C’est à cause de ces bienfaits envers la terre d’Égypte qu’il purgeait du reptile le plus dangereux, et parce que l’on citait la fécondité et la longévité de cet oiseau, qu’il devint d’abord pour les Égyptiens le signe symbolique de l’idée Dieu[4]. Mais supposant aussi que l’épervier était d’une nature ignée, comme le Soleil, et très-destructeur, comme ce même dieu à la colère duquel ils attribuaient les maladies pestilentielles[5] ; persuadés enfin que seul d’entre les êtres vivants, l’épervier avait la faculté de fixer ses yeux sur le disque éblouissant du Soleil, ils le consacrèrent d’abord à cette grande divinité qu’ils représentaient emblématiquement sous la forme même d’un épervier[6].
Cet oiseau de proie fut ainsi introduit dans les sanctuaires de l’Égypte, comme une image vivante du dieu Phré ou le Soleil personnifié. Sa représentation est reproduite dans des poses très-variées, soit sur les bas-reliefs qui décorent les grands édifices de l’Égypte, soit dans les peintures des catacombes et des cercueils de tous les âges. Mais partout l’épervier, emblème de Phré, est spécialement caractérisé par une image du disque solaire placé sur sa tête, ainsi qu’on le voit dans notre planche 24 (D), extraite des riches peintures qui couvrent l’enveloppe intérieure d’une momie du cabinet de M. Durand.
C’est ce disque souvent orné de l’uræus, qui distingue l’épervier symbole du Soleil, roi du monde physique, des divers éperviers sacrés, emblêmes de la déesse Hathôr et des dieux Phtah-Sokari, Mandoulis, Aröeris, Horus, etc., etc.
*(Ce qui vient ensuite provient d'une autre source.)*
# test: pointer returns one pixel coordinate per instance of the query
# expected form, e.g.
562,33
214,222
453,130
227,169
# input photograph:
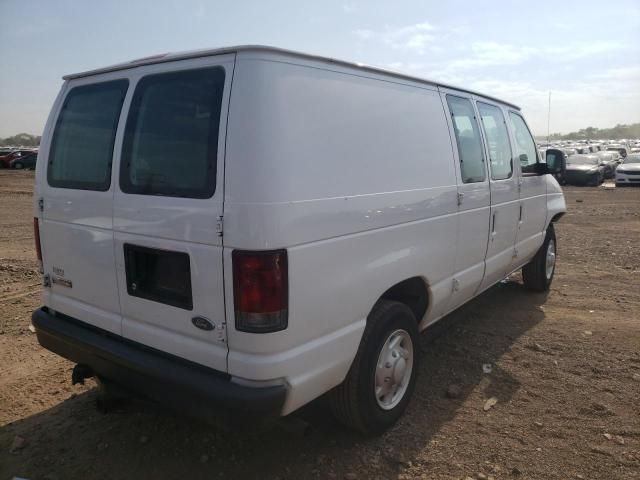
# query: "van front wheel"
538,273
382,377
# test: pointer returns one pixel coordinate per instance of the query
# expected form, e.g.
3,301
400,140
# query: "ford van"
246,229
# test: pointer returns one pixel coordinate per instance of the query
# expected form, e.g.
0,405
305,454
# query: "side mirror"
555,164
541,168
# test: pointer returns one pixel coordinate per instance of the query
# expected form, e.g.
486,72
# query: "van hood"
582,168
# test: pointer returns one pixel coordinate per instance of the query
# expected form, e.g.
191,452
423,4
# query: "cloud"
348,8
416,37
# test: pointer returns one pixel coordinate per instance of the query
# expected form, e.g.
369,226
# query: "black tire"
354,402
534,274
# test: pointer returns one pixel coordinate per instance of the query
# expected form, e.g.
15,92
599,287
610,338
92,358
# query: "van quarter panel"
354,176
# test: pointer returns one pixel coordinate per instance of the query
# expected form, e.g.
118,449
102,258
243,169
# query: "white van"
249,228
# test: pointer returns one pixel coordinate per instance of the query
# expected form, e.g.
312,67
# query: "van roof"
170,57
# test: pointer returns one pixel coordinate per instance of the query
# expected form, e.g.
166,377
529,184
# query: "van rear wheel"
382,377
538,273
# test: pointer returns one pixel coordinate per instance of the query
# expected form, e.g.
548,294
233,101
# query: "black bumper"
179,384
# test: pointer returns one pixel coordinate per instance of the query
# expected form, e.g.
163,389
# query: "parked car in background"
628,173
609,160
584,170
5,160
621,149
557,160
27,161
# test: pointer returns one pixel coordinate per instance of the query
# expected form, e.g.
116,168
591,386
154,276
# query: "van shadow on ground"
73,440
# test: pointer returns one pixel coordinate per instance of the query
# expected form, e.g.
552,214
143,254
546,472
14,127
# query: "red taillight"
260,290
36,236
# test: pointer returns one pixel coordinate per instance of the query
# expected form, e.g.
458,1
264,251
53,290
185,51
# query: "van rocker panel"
171,381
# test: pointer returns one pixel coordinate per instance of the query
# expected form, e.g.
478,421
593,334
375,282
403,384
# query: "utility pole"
549,119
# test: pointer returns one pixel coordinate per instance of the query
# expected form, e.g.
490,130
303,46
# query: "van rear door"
168,207
75,197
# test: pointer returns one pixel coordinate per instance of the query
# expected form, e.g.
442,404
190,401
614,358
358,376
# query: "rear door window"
468,139
171,138
525,146
495,130
82,145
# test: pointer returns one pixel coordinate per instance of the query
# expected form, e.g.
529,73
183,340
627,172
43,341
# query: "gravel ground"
565,372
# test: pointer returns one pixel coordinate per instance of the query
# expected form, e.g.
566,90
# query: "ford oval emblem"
202,323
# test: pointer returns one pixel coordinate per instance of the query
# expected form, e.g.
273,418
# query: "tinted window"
468,139
525,146
171,138
495,130
82,145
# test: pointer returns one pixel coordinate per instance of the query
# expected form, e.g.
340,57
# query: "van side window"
468,139
171,139
495,130
82,145
525,146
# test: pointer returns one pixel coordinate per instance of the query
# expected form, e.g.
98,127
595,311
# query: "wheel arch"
413,292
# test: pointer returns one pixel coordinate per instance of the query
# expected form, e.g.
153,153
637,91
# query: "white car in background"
628,173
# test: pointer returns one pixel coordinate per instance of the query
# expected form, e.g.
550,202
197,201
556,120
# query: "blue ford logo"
202,323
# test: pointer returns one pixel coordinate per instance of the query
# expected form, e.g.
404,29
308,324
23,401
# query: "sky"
586,53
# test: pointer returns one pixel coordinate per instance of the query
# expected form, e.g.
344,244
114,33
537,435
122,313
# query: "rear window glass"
171,139
82,145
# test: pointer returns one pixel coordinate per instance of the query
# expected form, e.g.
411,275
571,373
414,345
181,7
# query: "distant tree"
592,133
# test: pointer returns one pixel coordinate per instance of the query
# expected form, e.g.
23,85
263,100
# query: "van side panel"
76,235
354,176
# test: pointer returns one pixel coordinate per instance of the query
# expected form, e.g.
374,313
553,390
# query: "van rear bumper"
174,382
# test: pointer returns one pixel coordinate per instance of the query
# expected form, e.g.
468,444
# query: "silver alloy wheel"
393,370
550,263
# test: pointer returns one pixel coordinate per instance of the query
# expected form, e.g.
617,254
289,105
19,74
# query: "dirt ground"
565,373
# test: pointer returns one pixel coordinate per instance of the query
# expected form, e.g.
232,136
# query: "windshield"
582,161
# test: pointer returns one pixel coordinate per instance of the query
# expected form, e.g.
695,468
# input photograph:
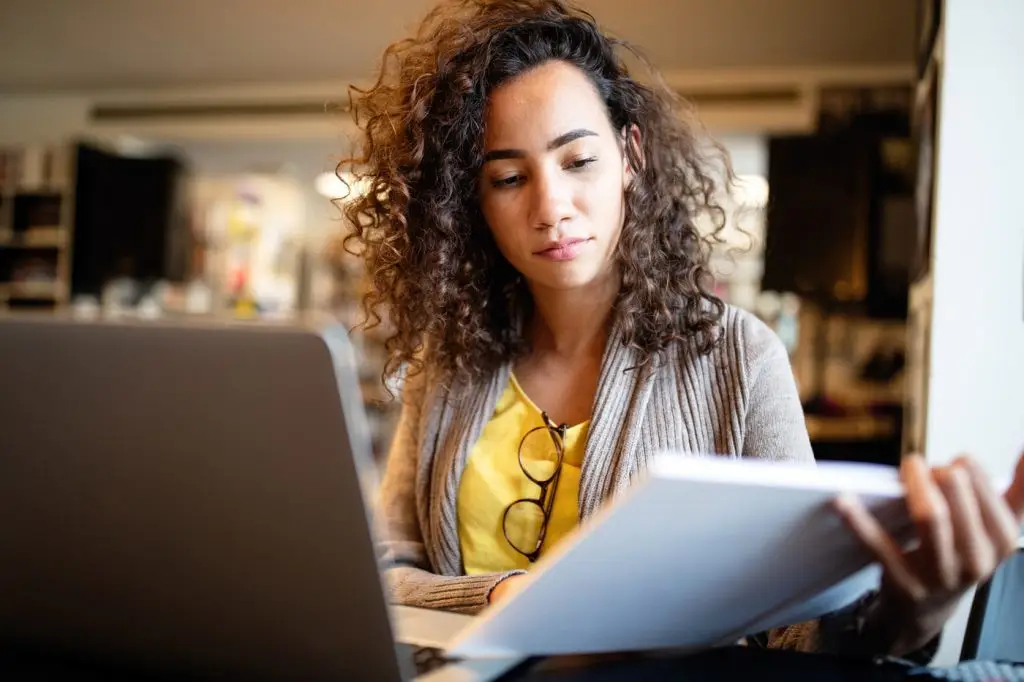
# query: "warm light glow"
330,185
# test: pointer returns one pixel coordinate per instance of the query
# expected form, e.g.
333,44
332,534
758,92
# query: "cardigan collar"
453,427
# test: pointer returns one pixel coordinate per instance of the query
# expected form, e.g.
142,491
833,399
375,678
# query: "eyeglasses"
528,513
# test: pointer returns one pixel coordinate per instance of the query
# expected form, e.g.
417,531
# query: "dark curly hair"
451,298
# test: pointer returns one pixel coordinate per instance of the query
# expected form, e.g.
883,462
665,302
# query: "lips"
563,250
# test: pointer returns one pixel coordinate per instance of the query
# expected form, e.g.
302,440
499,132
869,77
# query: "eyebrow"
561,140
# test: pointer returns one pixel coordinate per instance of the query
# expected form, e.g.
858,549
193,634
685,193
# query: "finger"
930,514
998,518
974,548
1015,496
873,537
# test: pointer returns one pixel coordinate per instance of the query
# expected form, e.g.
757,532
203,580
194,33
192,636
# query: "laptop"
190,500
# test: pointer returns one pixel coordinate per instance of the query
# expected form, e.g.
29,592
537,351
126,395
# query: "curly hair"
450,296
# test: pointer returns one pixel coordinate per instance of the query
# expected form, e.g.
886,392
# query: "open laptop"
187,499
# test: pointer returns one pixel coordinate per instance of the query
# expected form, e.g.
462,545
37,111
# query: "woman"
530,229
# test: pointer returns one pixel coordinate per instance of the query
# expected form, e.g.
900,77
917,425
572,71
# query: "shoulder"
749,343
747,347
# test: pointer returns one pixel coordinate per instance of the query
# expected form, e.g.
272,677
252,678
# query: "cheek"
503,222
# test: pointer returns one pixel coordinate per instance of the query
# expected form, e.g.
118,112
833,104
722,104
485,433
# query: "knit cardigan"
738,400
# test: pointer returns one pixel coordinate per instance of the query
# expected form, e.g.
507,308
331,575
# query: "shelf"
31,291
35,238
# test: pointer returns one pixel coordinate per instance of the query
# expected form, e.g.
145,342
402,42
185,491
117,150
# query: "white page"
699,551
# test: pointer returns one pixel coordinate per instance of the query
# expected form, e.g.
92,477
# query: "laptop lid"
185,498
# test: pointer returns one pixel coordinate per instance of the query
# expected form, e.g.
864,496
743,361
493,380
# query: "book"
699,552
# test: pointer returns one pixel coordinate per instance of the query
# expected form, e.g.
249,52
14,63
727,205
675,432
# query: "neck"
573,322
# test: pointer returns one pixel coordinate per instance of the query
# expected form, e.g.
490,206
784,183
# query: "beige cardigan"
740,400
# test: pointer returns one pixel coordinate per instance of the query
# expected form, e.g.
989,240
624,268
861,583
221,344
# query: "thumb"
1015,494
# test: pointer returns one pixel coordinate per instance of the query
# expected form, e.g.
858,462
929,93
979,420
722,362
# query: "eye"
580,164
507,181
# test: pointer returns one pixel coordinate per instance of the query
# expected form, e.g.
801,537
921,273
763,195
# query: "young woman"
531,233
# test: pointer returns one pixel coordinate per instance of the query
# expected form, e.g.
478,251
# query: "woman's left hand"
965,528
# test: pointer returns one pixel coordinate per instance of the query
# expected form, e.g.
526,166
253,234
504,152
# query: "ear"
630,137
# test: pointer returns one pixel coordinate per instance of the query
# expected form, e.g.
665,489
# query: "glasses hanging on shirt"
525,520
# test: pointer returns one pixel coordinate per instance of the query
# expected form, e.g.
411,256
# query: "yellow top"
494,478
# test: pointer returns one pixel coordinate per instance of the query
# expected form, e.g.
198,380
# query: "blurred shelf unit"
36,226
349,283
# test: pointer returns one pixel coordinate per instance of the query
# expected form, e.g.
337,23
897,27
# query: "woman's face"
553,177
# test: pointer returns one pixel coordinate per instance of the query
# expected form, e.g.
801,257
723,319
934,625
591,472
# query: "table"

On doit remarquer aussi que l’épervier, la tête surmontée du disque, forme, dans l’écriture hiéroglyphique, le nom symbolique du Soleil.
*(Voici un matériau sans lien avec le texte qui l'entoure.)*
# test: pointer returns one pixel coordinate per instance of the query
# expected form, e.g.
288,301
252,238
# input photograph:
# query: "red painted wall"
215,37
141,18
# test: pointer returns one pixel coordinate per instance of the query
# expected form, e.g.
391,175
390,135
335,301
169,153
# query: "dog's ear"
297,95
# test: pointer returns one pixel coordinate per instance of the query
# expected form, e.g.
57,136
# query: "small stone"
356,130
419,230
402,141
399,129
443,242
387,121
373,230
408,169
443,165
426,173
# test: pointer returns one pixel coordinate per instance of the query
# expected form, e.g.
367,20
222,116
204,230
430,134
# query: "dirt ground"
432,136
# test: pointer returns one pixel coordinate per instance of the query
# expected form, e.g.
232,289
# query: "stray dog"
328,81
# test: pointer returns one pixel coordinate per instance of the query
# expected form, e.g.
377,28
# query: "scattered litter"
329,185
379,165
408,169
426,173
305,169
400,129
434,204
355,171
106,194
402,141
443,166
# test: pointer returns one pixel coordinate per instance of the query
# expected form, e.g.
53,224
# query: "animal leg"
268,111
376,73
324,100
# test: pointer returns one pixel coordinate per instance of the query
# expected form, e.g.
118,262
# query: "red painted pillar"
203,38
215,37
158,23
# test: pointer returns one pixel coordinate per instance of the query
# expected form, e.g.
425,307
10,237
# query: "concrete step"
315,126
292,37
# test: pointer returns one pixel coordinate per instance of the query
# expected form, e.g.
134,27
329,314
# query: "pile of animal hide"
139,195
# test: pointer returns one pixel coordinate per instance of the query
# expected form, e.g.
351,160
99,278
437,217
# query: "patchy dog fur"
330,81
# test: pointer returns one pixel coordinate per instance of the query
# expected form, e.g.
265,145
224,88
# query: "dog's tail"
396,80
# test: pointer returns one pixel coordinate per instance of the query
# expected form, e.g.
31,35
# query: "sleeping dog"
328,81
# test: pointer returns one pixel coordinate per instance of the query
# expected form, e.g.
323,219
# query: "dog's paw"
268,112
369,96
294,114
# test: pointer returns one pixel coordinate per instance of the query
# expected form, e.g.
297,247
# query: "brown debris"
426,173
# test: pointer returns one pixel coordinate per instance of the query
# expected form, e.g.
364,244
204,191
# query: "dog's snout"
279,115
Les légendes gravées sur notre planche 24 (D), sous les nos 1, 2, et 4, sont communes au dieu Phré et à l’épervier son emblème : la première, le Soleil-Dieu, est symbolico-figurative ; la seconde est purement symbolique, le Soleil ; la troisième est formée du nom phonétique du Soleil RÉ, suivi du nom symbolique ; la quatrième est la forme hiératique des légendes hiéroglyphiques 1 et 2.
Ceux d’entre les Égyptiens qui avaient une dévotion particulière pour le dieu Phrè, nourrissaient avec soin des éperviers ; aussi a-t-on découvert assez fréquemment dans les catacombes de l’Égypte, des momies de ces oiseaux préparées avec une certaine recherche.
- ↑ Ælian., de Naturâ animal., lib. II, cap. 43.
- ↑ Idem., lib. IV, cap. 44.
- ↑ Euseb., Præpar. Evangel., lib. II, §. 1.
- ↑ Clément d’Alexandrie, Strom., liv. V, pag. 566 d. — Horapollon, Hiéroglyph., liv. I, §. 6.
- ↑ Idem., Strom., liv. V, pag. 567.
- ↑ Horapollon, Hiérog., liv. I, §. 6.